Did authorities miss a chance to keep Canadian out of deadly Algerian terror attack?

The War on Terror often is a story of missed opportunities.

Even as the hunt for the remaining suspect in the Boston Marathon bombings pushes forward, American authorities will be trying to piece together the movements of the attackers in the weeks and months leading up to the attack.

They'll want to know if these suspects were on the radar, anywhere. If there was any good intelligence about them that could have prevented last weekend's carnage. The "if only" factor.

Probably there'll be some of that second-guessing after news that one of two Canadian home-grown terrorists killed in January's deadly attack on an Algerian gas plant could have avoided his deadly fate.

CBC News has discovered Ali Medlej, one of four young men from London, Ont., thought to have left Canada to become jihadists, was in custody in the African country of Mauritania a year ago. But he was released by authorities without Canadian officials even knowing he'd been arrested.

Medlej, 24, and his his high-school buddy Xristos Katsiroubas died during the four-day takeover of the facility in the Algerian desert by a group believed to be connected with al Qaeda. The attack left 37 hostages and 29 jihadist fighters dead. Authorities believe the two Canadians blew themselves up as Algerian forces retook the plant.

[ Related: Fourth Canadian sought following Algeria attack ]

According to sources tapped by CBC News, Medlej and another Canadian, Aaron Yoon, were arrested in a roundup of suspected al Qaeda supporters in late 2011.

Yoon, another classmate of Medlej, is still in jail after being sentenced last year to two years for being associated with a terrorist organization. He has denied any terrorist involvement or connection to the Algerian attack.

But CBC News learned Medlej was freed after spending 40 days in custody and being interrogated by Mauritanian investigators. He was, according to CBC, simply released into the desert of the West African country and just slipped away.

The CBC investigation discovered Canadian diplomats, who are normally informed when a citizen is in foreign custody, were never told the Mauritanians had arrested Medlej, neither by officials there nor his family in Canada.

By the time they found out, Medlej had vanished, presumably to connect with the group that ultimately attacked the gas plant in neighbouring Algeria.

So, did someone drop the ball, as the CBC story suggests? Would a call from Mauritanian officials to their Canadian counterparts have changed Medlej's fatal path?

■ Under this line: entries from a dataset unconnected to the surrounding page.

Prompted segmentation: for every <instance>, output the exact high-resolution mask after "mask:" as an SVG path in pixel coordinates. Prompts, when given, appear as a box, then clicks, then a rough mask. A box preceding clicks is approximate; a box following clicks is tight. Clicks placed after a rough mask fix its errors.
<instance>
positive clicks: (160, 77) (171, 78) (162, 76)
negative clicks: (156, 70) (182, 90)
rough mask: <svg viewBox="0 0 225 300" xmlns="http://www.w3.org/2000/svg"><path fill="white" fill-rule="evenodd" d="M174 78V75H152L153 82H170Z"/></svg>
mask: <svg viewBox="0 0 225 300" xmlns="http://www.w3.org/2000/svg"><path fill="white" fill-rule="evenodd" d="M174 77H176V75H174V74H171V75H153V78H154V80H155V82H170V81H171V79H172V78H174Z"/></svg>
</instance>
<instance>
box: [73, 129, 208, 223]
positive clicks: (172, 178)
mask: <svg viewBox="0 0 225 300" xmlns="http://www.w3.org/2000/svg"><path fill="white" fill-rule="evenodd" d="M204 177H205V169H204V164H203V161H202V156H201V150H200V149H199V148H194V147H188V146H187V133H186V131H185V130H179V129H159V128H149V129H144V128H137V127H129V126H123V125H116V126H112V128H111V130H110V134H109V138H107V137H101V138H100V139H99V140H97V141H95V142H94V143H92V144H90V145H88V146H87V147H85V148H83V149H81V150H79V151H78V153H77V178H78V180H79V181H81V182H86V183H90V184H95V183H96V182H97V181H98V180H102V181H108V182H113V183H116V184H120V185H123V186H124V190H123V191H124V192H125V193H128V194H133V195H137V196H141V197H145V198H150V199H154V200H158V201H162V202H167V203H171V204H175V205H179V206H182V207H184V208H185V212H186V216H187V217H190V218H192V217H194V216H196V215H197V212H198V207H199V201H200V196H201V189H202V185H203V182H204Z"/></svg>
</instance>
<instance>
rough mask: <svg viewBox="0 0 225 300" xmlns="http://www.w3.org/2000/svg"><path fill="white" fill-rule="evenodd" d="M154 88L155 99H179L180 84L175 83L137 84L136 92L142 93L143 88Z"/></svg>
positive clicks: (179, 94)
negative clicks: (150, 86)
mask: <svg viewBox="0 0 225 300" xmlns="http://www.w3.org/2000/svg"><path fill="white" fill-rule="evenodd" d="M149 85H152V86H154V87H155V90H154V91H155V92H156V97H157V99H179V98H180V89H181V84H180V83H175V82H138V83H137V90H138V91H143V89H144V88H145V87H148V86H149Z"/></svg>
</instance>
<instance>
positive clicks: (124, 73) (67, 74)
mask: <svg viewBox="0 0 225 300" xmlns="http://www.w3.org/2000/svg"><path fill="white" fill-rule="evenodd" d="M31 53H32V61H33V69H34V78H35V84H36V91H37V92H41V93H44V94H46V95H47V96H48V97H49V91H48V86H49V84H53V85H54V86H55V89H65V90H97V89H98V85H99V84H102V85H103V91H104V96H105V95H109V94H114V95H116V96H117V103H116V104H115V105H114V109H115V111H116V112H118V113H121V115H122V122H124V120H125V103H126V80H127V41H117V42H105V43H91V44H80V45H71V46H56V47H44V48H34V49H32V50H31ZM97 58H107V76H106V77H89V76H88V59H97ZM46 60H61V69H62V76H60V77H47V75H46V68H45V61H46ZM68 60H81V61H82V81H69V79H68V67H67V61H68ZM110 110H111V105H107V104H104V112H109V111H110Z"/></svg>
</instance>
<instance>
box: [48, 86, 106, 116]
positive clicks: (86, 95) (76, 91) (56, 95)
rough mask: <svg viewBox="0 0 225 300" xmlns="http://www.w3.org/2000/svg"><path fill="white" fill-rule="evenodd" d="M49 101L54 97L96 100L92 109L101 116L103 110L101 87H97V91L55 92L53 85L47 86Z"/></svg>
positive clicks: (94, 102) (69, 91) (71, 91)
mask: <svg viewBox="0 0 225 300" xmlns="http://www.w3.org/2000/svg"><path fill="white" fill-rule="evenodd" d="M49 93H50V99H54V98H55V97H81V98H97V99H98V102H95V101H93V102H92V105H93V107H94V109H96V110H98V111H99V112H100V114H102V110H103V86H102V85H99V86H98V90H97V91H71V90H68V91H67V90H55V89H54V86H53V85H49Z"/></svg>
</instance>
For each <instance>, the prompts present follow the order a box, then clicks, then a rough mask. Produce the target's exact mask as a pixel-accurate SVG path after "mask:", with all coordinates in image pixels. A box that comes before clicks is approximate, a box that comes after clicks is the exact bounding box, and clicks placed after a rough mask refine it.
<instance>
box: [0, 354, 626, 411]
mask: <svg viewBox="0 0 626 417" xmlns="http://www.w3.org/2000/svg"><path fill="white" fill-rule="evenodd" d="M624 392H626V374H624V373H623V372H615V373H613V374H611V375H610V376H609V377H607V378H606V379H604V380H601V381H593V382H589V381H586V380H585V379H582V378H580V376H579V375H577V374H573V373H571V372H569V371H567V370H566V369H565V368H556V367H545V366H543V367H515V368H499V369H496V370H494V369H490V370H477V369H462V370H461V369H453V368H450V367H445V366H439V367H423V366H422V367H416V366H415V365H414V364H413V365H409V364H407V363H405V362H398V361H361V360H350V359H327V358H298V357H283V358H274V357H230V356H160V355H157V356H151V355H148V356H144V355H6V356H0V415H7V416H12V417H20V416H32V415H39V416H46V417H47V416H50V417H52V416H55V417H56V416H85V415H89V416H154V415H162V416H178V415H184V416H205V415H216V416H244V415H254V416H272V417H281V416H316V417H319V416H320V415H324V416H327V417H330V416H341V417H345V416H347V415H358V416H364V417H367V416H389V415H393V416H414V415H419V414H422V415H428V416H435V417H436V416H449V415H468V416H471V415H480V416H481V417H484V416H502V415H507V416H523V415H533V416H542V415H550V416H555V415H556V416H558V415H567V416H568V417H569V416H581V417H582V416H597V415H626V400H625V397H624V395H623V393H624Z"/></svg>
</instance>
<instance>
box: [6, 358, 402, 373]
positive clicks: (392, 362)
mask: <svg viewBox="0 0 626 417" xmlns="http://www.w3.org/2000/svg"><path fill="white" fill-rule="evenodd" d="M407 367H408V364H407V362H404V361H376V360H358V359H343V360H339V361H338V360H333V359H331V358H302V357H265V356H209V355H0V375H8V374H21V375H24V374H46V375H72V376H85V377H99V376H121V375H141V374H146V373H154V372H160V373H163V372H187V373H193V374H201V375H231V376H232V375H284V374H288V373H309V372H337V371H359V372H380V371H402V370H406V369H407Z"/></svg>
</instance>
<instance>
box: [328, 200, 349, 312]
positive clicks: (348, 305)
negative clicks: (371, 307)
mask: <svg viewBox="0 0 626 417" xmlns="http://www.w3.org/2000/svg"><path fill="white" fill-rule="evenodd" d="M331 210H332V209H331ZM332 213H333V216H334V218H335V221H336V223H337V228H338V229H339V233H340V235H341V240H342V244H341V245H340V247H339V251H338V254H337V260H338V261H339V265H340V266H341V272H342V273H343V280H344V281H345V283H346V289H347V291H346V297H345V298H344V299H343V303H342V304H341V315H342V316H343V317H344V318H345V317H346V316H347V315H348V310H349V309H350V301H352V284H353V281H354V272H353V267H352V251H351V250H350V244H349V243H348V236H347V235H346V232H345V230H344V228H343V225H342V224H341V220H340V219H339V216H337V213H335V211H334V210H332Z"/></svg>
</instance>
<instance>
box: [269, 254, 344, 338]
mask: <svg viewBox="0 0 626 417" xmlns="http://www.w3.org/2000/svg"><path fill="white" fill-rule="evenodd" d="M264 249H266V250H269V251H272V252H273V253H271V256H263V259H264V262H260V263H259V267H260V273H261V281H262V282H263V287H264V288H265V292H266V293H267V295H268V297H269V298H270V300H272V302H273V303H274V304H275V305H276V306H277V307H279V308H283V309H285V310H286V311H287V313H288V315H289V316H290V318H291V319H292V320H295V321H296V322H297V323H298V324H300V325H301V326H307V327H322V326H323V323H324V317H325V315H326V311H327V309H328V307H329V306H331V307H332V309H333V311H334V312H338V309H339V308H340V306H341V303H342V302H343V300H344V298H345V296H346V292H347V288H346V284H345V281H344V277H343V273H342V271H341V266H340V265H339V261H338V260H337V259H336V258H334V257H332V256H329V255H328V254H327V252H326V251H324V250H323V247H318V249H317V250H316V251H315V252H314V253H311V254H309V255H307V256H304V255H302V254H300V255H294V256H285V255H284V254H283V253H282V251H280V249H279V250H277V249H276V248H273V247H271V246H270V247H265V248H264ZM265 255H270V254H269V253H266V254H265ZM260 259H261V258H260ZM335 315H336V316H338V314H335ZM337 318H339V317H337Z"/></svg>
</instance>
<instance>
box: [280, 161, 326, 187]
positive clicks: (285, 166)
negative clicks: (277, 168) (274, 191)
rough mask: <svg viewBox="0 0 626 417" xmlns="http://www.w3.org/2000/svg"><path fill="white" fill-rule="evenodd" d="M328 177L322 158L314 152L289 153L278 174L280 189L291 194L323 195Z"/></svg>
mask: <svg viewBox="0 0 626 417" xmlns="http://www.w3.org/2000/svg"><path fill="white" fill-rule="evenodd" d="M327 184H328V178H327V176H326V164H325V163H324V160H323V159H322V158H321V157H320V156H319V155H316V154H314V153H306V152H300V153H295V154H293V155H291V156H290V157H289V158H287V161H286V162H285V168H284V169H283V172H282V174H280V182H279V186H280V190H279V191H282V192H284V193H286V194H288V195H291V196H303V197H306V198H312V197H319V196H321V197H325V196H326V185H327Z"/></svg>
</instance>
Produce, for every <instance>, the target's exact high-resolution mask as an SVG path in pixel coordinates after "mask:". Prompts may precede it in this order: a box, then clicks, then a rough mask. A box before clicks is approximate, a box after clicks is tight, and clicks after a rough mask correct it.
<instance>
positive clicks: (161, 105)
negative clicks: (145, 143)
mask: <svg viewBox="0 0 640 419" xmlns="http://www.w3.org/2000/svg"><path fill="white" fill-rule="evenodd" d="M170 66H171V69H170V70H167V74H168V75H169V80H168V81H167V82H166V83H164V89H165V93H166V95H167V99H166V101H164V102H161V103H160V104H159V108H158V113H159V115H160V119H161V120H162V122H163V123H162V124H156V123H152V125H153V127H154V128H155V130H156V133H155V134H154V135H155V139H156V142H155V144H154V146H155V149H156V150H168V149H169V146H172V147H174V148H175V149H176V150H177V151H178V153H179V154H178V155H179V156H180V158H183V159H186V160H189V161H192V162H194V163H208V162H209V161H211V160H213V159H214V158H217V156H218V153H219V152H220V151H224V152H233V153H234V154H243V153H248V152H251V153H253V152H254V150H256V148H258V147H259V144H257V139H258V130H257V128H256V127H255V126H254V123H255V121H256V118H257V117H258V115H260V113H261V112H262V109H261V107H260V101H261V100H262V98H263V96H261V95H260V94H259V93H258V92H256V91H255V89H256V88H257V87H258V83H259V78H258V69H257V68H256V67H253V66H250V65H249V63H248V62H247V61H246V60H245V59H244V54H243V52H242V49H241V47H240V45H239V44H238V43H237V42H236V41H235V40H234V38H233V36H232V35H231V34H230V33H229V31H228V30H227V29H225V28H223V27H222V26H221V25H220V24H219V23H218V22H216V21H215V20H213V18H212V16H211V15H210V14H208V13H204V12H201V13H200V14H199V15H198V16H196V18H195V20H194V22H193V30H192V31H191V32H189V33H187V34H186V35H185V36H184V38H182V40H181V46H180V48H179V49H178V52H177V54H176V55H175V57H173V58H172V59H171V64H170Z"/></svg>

[ Related: Friend of Canadians in Algerian attack studied at Mauritanian religious school ]

According to CBC News, both the Canadian Security Intelligence Service (CSIS) and the RCMP were looking into the young men before they left Canada.

CSIS agents apparently interviewed their family, friends and acquaintances as far back as 2007, when they were still in their teens. The RCMP began a criminal investigation and conducted interviews last year, after the group had left the country.

The post-mortem review of how those agencies handled their files on the London group probably won't be made public, so we may never learn what, if any, mistakes were made.

But the problem for police and intelligence organizations is that the resources they'd need to track every young Canadian who spent time on a jihadist web site or lent a sympathetic ear to a known militant would have to be immense.

As CBC News said in its story, police had no grounds to step in because the young men had done nothing wrong here. And tracking their movements once they left Canada became even more difficult.

A call to Canadian authorities from someone in Mauritania or a member of Medlej's family might not have prevented the Algerian attack but it might have kept him in custody like Yoon.